What inspired you to capture the Super Blood Wolf Moon
I have not had anything since the Geminid meteor shower for over a month more undressed. I just wanted to have fun and hopefully inspire people to go outside and look up!
How were these photos taken? How long did it take, from the six stages of the moon to the completion of the composite photo?
It took me six hours in total. With how much hype the event dealt with, I knew that there would be a plethora of photographers shooting it. I wanted to make a statement [that was] and be one of the first to do it. I started taking pictures at sunset.
I wish I'd rented a better lens, like the 400mm lens I used for the 2017 solar eclipse, but I only used a cheap 250mm lens. I rotated the barn at 105mm to get a compressed look and eliminate some trees on both sides. After it got dark and I had my recordings, I started working on the composite picture before the eclipse started. I took a picture of the moon every 30 minutes and continued working on the composite. When we reached the summit at 11:12 pm, I finished the filming and gave the picture the final touch.
Did you have any idea how the composite should look before shooting?
Yes, I have looked at many other lunar eclipse compositions as inspiration.
What artistic freedom did you have in creating the compelling image?
I took far more artistic freedom that I have ever had on a picture published by me. I increased the moon by 75% to get a really dramatic effect. I have also used a background with many stars because it really gets dark during a lunar eclipse. I also made the whole event much deeper than it was. The first moon is in the right place, but after that the sky was much higher.
What kind of equipment do you use when taking photographs at night?
I mostly do Milky Way images, so I usually use a Canon 6D with a 16-35mm lens and an intervalometer. I shoot a lot of time lapse, so that's usually the end product I think about.
Besides photographing the night sky, you are also a storm hunter. How did you get into this photography?

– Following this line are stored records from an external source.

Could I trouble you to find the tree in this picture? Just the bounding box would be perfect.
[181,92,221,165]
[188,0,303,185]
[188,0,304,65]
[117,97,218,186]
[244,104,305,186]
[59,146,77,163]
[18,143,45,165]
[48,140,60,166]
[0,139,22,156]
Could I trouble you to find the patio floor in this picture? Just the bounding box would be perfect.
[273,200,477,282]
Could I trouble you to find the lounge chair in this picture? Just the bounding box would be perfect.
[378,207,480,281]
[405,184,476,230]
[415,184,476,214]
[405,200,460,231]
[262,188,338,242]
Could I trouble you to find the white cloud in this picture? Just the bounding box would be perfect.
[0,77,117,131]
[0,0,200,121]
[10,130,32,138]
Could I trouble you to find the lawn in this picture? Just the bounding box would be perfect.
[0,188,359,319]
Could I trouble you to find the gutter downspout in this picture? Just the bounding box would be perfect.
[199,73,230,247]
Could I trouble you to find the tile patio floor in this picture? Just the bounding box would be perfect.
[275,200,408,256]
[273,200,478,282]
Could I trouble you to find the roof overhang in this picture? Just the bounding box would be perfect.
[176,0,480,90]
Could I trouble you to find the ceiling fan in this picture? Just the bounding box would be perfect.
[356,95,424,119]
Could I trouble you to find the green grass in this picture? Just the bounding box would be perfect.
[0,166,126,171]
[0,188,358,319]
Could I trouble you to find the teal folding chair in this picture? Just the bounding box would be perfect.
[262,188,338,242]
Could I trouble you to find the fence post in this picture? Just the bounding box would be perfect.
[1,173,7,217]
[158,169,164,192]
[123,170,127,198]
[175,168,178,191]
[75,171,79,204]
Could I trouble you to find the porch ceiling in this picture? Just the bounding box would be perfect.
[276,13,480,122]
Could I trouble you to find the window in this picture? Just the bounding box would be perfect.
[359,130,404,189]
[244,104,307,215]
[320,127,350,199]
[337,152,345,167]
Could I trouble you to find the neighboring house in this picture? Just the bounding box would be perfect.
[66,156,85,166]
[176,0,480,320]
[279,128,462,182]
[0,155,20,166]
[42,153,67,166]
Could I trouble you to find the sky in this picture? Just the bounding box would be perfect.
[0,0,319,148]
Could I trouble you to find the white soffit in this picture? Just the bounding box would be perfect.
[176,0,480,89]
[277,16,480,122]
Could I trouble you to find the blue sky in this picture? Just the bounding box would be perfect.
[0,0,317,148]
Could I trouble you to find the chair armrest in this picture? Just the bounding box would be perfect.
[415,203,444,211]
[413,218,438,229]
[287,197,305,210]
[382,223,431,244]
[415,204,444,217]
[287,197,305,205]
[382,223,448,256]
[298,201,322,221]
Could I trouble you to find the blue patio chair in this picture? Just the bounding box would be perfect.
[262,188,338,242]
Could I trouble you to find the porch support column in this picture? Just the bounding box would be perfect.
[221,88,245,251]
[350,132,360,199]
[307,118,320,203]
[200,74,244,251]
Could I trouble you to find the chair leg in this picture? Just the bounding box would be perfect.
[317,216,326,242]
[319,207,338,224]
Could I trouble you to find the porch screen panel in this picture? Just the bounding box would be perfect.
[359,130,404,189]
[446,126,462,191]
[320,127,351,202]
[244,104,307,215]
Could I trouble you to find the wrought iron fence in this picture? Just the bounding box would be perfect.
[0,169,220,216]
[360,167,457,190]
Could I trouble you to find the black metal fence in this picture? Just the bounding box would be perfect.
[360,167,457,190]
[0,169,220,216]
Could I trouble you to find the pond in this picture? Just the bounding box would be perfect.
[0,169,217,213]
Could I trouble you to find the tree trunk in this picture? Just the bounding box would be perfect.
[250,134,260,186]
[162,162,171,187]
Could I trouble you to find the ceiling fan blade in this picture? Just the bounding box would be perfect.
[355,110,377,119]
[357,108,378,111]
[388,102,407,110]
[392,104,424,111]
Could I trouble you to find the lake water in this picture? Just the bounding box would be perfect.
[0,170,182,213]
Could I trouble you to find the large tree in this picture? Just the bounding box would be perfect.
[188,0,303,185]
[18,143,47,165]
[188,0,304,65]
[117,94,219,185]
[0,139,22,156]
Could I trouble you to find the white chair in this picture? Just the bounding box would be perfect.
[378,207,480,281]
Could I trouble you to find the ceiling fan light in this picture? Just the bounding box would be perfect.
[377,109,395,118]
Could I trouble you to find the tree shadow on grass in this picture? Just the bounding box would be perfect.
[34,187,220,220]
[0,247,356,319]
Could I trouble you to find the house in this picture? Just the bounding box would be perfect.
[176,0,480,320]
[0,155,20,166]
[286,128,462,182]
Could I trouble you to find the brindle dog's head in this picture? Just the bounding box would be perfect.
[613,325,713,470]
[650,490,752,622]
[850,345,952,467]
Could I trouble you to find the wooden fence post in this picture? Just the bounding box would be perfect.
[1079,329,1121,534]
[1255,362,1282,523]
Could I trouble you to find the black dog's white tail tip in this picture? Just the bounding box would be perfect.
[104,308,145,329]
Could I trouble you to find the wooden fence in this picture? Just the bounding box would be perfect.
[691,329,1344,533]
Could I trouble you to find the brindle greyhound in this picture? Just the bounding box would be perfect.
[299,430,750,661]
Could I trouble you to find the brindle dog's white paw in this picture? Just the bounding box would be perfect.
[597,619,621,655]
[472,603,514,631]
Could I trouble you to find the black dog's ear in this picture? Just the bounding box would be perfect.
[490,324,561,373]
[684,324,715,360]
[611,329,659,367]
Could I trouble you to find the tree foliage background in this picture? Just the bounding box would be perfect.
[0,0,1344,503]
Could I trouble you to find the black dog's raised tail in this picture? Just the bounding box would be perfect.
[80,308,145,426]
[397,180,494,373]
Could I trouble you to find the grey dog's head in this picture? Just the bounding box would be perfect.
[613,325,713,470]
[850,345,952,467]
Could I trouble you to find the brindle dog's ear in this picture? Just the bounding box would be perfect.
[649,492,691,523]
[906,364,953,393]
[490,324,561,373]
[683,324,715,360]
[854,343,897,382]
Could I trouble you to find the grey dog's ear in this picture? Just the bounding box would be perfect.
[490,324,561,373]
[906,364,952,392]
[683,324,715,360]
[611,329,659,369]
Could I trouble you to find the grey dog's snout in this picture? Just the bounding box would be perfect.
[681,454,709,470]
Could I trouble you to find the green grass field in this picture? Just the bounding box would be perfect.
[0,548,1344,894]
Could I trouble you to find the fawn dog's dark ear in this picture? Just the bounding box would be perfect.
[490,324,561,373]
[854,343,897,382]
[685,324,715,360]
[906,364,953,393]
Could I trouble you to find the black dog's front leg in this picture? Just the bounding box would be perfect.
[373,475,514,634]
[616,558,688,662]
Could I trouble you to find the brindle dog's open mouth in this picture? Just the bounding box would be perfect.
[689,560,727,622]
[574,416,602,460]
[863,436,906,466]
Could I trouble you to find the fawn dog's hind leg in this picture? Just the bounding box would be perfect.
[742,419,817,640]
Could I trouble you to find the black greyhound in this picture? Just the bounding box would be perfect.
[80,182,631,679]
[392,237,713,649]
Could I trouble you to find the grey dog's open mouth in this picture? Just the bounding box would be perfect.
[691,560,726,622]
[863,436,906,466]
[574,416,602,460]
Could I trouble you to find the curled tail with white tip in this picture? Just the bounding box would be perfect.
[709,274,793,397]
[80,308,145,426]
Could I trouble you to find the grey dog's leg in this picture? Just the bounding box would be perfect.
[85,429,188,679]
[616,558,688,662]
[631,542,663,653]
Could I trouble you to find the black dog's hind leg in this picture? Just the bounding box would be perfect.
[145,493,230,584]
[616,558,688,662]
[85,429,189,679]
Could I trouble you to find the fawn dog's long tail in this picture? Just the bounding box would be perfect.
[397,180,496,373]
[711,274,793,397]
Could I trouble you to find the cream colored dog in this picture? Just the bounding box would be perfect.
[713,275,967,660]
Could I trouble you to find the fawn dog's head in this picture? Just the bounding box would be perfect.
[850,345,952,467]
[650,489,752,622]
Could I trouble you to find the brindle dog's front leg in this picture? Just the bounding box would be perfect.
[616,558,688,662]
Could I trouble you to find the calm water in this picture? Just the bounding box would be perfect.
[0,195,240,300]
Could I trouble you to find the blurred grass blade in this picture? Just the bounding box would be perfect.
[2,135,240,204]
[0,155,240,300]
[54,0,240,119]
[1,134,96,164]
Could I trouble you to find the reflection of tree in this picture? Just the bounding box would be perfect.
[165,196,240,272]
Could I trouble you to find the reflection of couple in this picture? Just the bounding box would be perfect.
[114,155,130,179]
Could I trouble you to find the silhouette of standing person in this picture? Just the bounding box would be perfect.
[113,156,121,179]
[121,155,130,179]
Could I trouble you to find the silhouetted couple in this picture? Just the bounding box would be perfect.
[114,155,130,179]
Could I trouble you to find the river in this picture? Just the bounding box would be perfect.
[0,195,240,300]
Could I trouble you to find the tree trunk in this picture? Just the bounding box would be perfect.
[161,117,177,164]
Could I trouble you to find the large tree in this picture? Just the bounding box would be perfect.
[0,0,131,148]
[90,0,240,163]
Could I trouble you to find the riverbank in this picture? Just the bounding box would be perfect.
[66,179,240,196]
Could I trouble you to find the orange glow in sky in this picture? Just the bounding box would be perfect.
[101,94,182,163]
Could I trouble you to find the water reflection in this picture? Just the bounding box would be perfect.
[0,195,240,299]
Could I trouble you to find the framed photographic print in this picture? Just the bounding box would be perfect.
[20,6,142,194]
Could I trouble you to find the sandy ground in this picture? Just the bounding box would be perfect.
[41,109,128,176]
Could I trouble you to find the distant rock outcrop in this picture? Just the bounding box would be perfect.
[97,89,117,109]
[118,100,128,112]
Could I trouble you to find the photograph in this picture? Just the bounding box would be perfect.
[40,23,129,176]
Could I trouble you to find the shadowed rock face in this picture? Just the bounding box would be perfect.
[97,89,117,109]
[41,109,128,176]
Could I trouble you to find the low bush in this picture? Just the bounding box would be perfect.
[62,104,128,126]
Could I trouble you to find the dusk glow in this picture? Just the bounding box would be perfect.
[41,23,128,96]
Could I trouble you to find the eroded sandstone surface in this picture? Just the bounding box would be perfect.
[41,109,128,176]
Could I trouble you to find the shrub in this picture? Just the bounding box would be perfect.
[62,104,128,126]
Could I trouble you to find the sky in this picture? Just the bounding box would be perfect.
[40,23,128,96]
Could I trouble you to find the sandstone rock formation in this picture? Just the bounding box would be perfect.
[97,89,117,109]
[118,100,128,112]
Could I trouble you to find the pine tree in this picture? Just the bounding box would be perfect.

Actually, I got into the night-sky photography when there were no storms. I immediately fell in love with the night shooting. I love the challenges and results of night photography. I attended the Southeast Center for Photographic Studies. I had never bought a DSLR before I signed up for the program.
I knew that I was not interested in a studio and therefore started to shoot a lot of sports photojournalism. I was interested in the weather very early. When I felt comfortable with the camera, I decided to take flash pictures. It took a few tries, but when I got it, I never looked back.
What is your most memorable experience in storm hunts and Is there a photo that best captures you?
There have been so many memorable experiences in recent years. I would say my favorite would be the first tornado I experienced on May 28, 2013 in Bennington, Kansas. It was also the first time I met Savannah, who is now my wife. We watched the storm form out of some small cumulus clouds to become a massive supercell that produced a long-lived EF3 wedge tornado. We were only a few hundred yards from where he was first put on.
They teach many workshops over the course of a year. What can participants expect when they take one?
I am so blessed with what I can do professionally, and thankful to all our guests who spend their hard earned money on one of our workshops. Regardless of the workshop in which they participate, they can expect to learn more about the subject of the workshop than they ever thought possible.
We have guests with a wide range of photographic experiences so everyone can learn something different. Some only get to know their cameras so that they feel comfortable with manual adjustments and can create a better basis for their photography. Others have figured out their cameras so we can focus on some advanced editing processes or help them do all those things on their own.